The concept of affordances provides a theoretical framework to explain and further assess social media use during emergencies. The affordance perspective allows a detailed assessment and delineation between the mere perception of social media features as enabling or restricting, their actualization, and respective outcomes (Strong et al., 2014). This article presents social media as a tool, which provides material features, that can be actualized to gather and exchange information about an incident (Mirbabaie & Zapatka, 2017), and thereby help users make sense of what is going on, as an outcome of the affordance. Accordingly, affordances will be used to provide the conceptual framework to explain the phenomenon of social media perception and feature actualization during emergency situations. Further, this article uses the affordance concept to contribute to knowledge of e.g. Emergency Management Agencies on affording social media to improve work practices. Affordances exist only in the relationship between technology materiality (i.e. features) and actor agency (i.e. goals for technology use). Accordingly, the affordance perspective allows a detailed assessment of how technology materiality and user action can influence cognitive processing (Mesgari & Okoli, 2018). Here, cognitive processing, which is a form of sense-making, explores cognition as a way for humans to apprehend the world during emergency situations or when they are at a loss for words to explain what is going on (Wong et al., 2013). Sense-making, includes cognitive processing to explain how humans align past experiences to current, highly complex situations to reduce uncertainty (Weick et al., 2005). The microblogging platform Twitter provides an ideal platform for sense-making as it is known for its quick diffusion of content because it restricts public messages to 280 characters (Mirbabaie & Zapatka, 2017). Research commonly focuses on how sense-making affects user action, rather than exploring how user action can affect sense-making (Mesgari & Okoli, 2019). In their article, the scholars highlight as general shortcomings in research:

The lack of technology materiality, the neglect of the discovery aspect of perception, and the lack of action orientation across technology sense-making research. (Mesgari & Okoli, 2019, p. 216)

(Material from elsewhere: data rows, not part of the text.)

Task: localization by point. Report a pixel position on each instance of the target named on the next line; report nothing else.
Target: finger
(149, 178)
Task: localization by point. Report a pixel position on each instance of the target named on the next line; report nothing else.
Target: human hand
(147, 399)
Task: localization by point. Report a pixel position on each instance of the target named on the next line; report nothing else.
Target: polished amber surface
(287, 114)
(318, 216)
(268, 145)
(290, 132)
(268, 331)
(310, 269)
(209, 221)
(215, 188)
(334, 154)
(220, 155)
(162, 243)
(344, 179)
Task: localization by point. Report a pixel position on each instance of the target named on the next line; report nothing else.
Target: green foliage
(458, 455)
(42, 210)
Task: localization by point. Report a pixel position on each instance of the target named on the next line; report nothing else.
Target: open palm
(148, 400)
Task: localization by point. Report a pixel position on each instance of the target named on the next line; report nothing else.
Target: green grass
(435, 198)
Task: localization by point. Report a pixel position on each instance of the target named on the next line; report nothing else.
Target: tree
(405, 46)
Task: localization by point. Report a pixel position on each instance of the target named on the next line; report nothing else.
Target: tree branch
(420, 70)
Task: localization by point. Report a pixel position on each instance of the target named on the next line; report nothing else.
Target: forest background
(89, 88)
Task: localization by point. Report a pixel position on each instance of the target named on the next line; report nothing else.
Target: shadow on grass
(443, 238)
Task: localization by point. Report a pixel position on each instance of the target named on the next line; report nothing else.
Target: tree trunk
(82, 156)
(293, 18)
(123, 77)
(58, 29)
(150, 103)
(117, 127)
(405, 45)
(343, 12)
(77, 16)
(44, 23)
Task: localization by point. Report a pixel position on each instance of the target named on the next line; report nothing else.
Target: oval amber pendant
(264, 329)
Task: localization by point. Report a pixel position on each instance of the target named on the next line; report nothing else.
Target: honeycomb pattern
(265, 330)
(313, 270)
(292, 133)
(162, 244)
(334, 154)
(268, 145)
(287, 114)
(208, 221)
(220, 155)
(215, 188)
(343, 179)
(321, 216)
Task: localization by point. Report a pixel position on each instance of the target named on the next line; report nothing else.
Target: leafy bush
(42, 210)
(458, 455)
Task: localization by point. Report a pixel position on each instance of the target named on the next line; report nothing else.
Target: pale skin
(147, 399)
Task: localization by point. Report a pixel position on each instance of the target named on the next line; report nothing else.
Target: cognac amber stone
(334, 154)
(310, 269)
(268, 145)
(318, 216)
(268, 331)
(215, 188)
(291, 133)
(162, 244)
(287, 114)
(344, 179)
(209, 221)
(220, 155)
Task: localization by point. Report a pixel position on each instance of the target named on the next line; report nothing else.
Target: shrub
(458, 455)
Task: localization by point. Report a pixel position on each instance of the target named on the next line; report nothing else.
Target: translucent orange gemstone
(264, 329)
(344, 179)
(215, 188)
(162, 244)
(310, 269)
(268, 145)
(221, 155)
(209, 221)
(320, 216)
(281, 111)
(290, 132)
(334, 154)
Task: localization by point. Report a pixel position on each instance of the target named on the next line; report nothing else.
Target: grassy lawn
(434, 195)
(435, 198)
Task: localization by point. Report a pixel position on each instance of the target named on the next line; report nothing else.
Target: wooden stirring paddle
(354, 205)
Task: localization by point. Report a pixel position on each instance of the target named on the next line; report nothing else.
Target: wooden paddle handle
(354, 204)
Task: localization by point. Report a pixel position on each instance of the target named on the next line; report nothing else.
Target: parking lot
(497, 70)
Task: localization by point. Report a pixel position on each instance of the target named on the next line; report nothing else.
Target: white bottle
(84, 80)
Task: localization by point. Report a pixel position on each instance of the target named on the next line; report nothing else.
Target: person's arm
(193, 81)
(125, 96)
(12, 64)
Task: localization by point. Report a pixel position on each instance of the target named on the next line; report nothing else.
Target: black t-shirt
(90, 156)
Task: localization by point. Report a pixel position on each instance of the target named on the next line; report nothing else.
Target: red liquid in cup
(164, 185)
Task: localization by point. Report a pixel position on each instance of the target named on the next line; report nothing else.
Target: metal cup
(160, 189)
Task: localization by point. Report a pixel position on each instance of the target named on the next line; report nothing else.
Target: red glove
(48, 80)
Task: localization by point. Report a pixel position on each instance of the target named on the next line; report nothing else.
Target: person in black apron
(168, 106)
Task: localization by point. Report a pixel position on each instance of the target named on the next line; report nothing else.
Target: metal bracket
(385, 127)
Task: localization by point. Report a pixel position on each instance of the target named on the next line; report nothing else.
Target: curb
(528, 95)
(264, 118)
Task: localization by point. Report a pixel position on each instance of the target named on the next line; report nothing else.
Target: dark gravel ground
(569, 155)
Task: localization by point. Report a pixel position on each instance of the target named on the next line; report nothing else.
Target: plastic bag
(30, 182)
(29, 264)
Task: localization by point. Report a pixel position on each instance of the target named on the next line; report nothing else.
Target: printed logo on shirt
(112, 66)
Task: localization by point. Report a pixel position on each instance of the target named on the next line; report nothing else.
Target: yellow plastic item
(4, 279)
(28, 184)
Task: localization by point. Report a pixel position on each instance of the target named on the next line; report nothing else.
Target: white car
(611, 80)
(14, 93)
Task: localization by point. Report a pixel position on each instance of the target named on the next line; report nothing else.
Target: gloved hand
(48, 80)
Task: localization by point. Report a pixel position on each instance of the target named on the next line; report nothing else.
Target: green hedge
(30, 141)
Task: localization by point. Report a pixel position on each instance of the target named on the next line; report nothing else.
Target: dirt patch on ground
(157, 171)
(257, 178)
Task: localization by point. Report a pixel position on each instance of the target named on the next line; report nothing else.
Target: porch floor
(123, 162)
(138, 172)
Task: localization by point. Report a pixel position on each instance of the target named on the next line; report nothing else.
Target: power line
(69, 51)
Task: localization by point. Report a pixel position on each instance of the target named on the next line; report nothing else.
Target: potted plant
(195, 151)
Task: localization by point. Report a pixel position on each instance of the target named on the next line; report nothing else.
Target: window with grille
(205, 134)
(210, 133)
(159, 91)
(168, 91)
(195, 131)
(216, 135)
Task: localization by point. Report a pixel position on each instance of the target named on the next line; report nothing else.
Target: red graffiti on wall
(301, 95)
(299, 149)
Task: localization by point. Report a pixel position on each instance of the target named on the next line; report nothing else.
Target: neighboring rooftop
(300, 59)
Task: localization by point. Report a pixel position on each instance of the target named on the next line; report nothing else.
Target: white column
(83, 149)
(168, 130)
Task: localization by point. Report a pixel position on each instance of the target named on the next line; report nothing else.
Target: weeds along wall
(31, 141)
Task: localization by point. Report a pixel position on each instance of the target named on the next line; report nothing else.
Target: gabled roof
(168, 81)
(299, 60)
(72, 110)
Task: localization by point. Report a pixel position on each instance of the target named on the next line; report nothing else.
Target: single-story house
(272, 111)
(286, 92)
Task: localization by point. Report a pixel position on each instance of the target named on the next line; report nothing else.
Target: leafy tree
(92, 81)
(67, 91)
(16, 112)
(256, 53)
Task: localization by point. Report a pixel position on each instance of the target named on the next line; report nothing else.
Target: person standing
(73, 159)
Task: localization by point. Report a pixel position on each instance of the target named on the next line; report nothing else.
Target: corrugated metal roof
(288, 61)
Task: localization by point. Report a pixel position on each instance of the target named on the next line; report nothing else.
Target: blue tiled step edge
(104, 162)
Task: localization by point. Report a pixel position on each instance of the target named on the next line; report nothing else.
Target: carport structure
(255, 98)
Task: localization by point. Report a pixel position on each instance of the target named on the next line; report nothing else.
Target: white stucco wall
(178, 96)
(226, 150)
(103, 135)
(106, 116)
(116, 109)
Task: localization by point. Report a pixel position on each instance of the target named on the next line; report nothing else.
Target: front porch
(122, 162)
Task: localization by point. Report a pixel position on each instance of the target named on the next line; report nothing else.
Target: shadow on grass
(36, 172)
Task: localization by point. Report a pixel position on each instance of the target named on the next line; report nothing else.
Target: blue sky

Accordingly, this article uses an affordance perspective to understand sense-making processes, which can close the gap by providing both, perception and consequent technology actualization during technology use (Mesgari & Okoli 2019). Further, as pointed out by Werkhoven (2017), combining affordances and sense-making assessments will provide knowledge on the action potentials of social media and their enabling sense-making mechanisms and processes, which in turn informs practice on the impact and importance of social media use in emergency situations. Additionally, building on the literature-based findings of Mesgari and Okoli (2019), an empirical assessment of action-related perception and actualizations of social media (i.e. Twitter) during an emergency situation will be provided to understand the effects on sense-making. Accordingly, this article asks:

RQ: How does affording social media technologies during an emergency situation lead to sense-making and how does that inform practice-oriented emergency management?